We formalized how system dynamics models appear as ODEs, DAEs, and discrete-time maps; connected solver choices to stability and stiffness; and showed how modern tools support event handling and reproducible analysis (Poincaré sections, bifurcation sweeps, Lyapunov estimation). The provided MATLAB/Simulink, Python/SciPy, Modelica, C++, Java, and Mathematica implementations are consistent, export common CSV artifacts, and illustrate a tool-agnostic scientific workflow.

13. References

  1. Dormand, J.R., & Prince, P.J. (1980). A family of embedded Runge-Kutta formulae. Journal of Computational and Applied Mathematics, 6(1), 19–26.
  2. Shampine, L.F., & Reichelt, M.W. (1997). The MATLAB ODE Suite. SIAM Journal on Scientific Computing, 18(1), 1–22.
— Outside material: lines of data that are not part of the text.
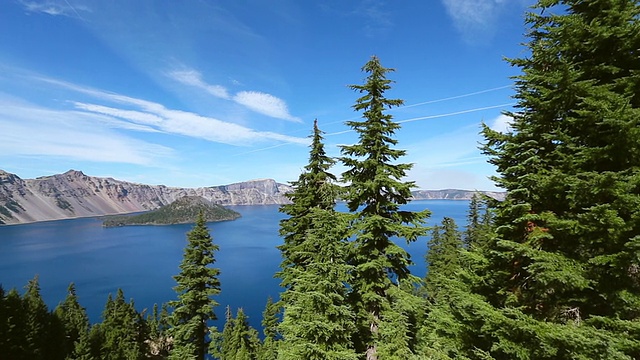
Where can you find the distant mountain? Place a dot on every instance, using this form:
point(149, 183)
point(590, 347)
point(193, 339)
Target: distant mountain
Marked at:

  3. Petzold, L.R. (1982). Description of DASSL: A differential/algebraic system solver. Scientific computing report / technical report (widely cited solver description).
  4. Pantelides, C.C. (1988). The consistent initialization of differential-algebraic systems. SIAM Journal on Scientific and Statistical Computing, 9(2), 213–231.
  5. Gear, C.W. (1971). The automatic integration of ordinary differential equations. Communications of the ACM, 14(3), 176–179.
  6. Hairer, E., & Wanner, G. (1996). Stiff differential equations solved by implicit methods: theory and implementation insights. Acta Numerica, 5, 1–155.
  7. Elmqvist, H., & Mattsson, S.E. (1997). An Introduction to the Physical Modeling Language Modelica. Proceedings of the European Simulation Symposium.
  8. Elmqvist, H., Mattsson, S.E., & Otter, M. (1999). Modelica—A language for physical system modeling, visualization and interaction. Proceedings of IEEE CACSD.
  9. Benettin, G., Galgani, L., Giorgilli, A., & Strelcyn, J.-M. (1980). Lyapunov characteristic exponents for smooth dynamical systems and for Hamiltonian systems; a method for computing all of them. Meccanica, 15, 9–20.
  10. Wolf, A., Swift, J.B., Swinney, H.L., & Vastano, J.A. (1985). Determining Lyapunov exponents from a time series. Physica D, 16(3), 285–317.